Lymphovascular invasion in tissue sections of tumours has been clearly documented to be a reliable prognostic variable predicting nodal metastasis and survival in breast, cervix cancer and impacts on decision making for therapy in testicular cancer (Warde et al, 1997; Morice et al, 2003; Schoppmann et al, 2004; Dinshaw et al, 2005). However, the prognostic significance of LVD in cancer is not clearcut. In head and neck cancer, studies show an association of increased LVD and new vessel formation with lymph node metastasis and worse prognosis (Beasley et al, 2002; Maula et al, 2003). In melanoma, one large study with 202 samples demonstrated improved overall and recurrence free survival with increased LVD in both peritumoural and intratumoural areas (Straume et al, 2003) suggesting that vessel density may be a marker for an improved immune response whereas two smaller studies conclude the opposite with intratumoural lymphatics significantly higher in metastatic melanomas and correlating with poor survival (Dadras et al, 2003; Shields et al, 2004). Interestingly, in breast cancer intratumoral lymphatic vessels are absent and the significance of peritumoural vessels is unclear (Williams et al, 2003; Bono et al, 2004; Vleugel et al, 2004). Further studies in other tumour types investigating LVD and proliferation markers may clarify the role of new lymph vessel formation and the significance of LVD in cancer progression.

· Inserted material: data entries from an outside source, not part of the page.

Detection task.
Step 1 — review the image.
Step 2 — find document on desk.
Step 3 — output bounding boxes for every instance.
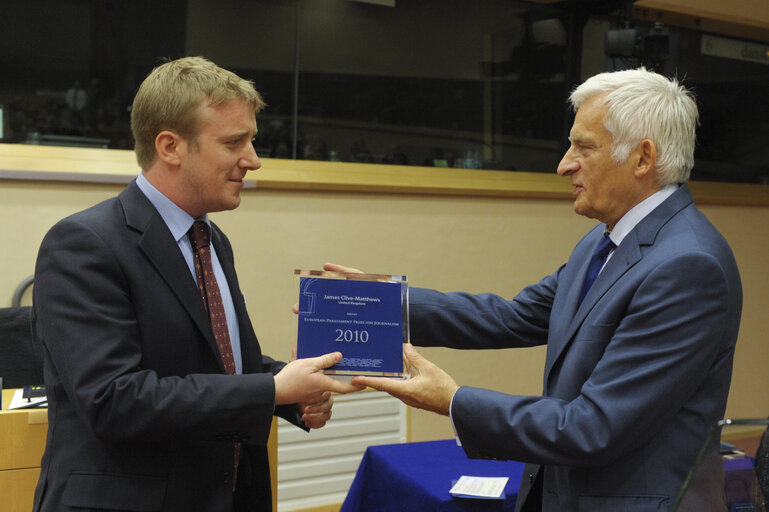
[449,475,508,500]
[8,386,48,410]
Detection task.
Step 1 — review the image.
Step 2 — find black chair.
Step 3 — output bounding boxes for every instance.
[0,306,43,389]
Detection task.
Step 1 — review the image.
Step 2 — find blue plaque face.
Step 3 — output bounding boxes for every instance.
[297,275,408,377]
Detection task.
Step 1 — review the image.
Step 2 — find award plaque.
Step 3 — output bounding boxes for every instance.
[294,270,409,378]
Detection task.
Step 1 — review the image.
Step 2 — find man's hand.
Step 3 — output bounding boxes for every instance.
[351,344,459,415]
[275,352,363,404]
[297,391,334,428]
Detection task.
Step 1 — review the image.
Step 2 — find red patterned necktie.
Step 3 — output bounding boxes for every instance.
[188,220,240,491]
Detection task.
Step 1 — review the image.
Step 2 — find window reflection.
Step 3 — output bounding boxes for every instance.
[0,0,769,183]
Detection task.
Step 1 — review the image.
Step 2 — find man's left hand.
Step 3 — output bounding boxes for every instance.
[351,344,459,416]
[297,391,334,428]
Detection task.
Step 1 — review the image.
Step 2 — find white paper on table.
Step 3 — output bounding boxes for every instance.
[449,475,508,499]
[8,389,48,410]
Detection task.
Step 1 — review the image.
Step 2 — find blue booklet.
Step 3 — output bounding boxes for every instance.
[295,270,409,377]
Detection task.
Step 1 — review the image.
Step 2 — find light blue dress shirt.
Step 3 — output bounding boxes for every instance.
[136,173,243,374]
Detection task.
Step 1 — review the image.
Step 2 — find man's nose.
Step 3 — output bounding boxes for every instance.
[556,148,579,176]
[241,144,262,171]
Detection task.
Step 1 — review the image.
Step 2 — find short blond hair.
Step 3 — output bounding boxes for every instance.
[131,57,265,170]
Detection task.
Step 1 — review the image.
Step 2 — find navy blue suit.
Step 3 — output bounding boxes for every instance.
[34,183,298,512]
[410,185,742,512]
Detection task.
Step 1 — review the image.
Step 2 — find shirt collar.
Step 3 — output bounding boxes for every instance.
[609,184,678,245]
[136,172,210,243]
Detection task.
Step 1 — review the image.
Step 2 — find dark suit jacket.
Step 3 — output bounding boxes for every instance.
[410,185,742,512]
[34,183,298,512]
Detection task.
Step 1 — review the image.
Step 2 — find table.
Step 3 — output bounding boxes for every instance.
[0,389,48,512]
[340,439,524,512]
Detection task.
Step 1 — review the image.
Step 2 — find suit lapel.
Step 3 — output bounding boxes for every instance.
[119,182,224,372]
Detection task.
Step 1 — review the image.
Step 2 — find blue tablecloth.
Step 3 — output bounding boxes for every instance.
[340,439,524,512]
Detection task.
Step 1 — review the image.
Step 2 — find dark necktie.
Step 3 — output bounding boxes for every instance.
[188,220,240,491]
[579,233,617,304]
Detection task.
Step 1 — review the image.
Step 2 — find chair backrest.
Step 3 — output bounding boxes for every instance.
[0,306,43,389]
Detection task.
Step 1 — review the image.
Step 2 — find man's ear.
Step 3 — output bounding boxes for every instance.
[635,139,657,178]
[155,130,184,166]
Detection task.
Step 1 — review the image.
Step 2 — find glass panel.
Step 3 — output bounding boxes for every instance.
[0,0,769,183]
[671,418,769,512]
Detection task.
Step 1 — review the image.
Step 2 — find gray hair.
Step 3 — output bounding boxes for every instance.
[569,68,699,186]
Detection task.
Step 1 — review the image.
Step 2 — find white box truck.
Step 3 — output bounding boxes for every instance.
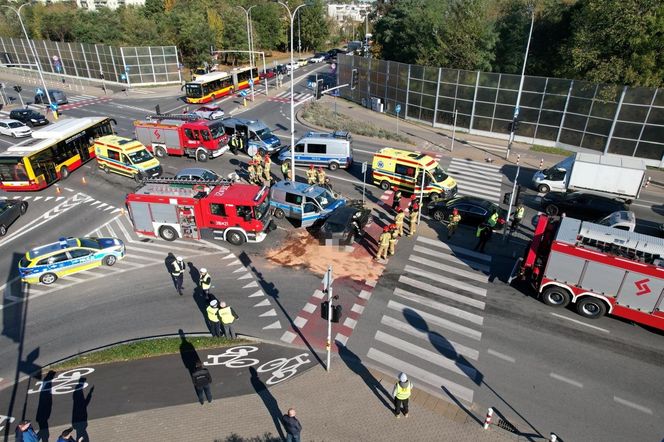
[533,153,646,201]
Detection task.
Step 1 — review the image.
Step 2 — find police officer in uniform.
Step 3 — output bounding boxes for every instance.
[171,256,185,296]
[374,226,392,261]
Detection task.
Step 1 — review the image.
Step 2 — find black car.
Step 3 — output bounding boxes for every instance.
[427,196,507,230]
[9,109,48,127]
[542,192,629,221]
[0,200,28,236]
[319,205,371,245]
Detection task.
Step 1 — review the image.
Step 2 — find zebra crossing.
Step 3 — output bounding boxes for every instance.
[447,158,503,203]
[367,236,491,404]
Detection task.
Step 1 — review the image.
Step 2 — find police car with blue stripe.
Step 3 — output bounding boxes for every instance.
[18,238,125,285]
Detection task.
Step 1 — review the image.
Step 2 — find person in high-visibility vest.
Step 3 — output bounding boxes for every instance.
[374,226,392,261]
[219,301,239,339]
[392,373,413,418]
[307,164,316,185]
[198,268,212,296]
[171,256,185,296]
[205,299,221,338]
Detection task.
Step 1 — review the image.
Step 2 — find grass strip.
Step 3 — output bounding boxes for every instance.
[302,102,413,144]
[49,336,252,371]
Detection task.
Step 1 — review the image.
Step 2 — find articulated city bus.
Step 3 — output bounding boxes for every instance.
[0,117,115,191]
[184,67,259,104]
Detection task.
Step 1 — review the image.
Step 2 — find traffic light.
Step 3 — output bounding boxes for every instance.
[316,78,323,100]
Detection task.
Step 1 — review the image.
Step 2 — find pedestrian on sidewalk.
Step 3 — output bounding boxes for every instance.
[392,186,401,212]
[392,373,413,419]
[447,208,461,239]
[219,301,240,339]
[205,299,221,338]
[191,361,212,405]
[171,256,185,296]
[56,427,84,442]
[14,420,39,442]
[374,226,392,261]
[281,408,302,442]
[475,223,492,253]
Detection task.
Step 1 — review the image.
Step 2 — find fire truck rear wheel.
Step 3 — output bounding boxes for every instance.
[159,226,178,241]
[576,296,607,319]
[542,286,572,307]
[226,231,249,246]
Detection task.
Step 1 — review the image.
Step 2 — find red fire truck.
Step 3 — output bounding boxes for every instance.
[510,215,664,330]
[134,114,229,161]
[126,178,276,245]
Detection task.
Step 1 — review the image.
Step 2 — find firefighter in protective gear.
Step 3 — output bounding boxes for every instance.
[392,373,413,418]
[198,268,212,296]
[316,166,326,186]
[307,164,316,185]
[171,256,185,296]
[394,207,406,236]
[205,299,221,338]
[447,209,461,239]
[389,224,399,256]
[374,226,392,260]
[408,201,420,236]
[219,302,238,339]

Published studies with blood vessel density in ovarian cancers are equivocal with some studies revealing an association with poor prognosis whereas others dispute this (Hollingsworth et al, 1995; Orre et al, 1998; Alvarez et al, 1999; Abulafia et al, 2000; Nakayama et al, 2001). We found that MVD in an overlapping set of tumours did not influence prognosis or survival or response to treatment. Both VEGF and TP are important angiogenic factors for many malignancies and have been postulated to work synergistically (Moghaddam et al, 1995; Ferrara, 2004). An analysis of the expression of these angiogenic factors in our set of tumours did not reveal any impact on survival. This is similar to some published studies but is in contrast to others (Moghaddam et al, 1995; Nishida et al, 2004; Raspollini et al, 2004; Sonmezer et al, 2004).

Lymphatic vessel density in our series was statistically significant in multivariate analysis in overall survival and progression-free survival. Lymphatic counts did not however, discriminate in survival curves. This would suggest that lymphatic spread does not have absolute prognostic significance but may act in conjunction with other biological factors to aid metastasis in ovarian cancer. A larger study of Stage I ovarian cancers will be useful in establishing the prognostic value of LVD and whether this can be used to predict the need for chemotherapy in these patients. Ovarian cancer is primarily an abdominal disease and our study would support the view that intraperitoneal spread of ovarian cancer occurs through direct dissemination of disease rather than through lymphatic or vascular spread.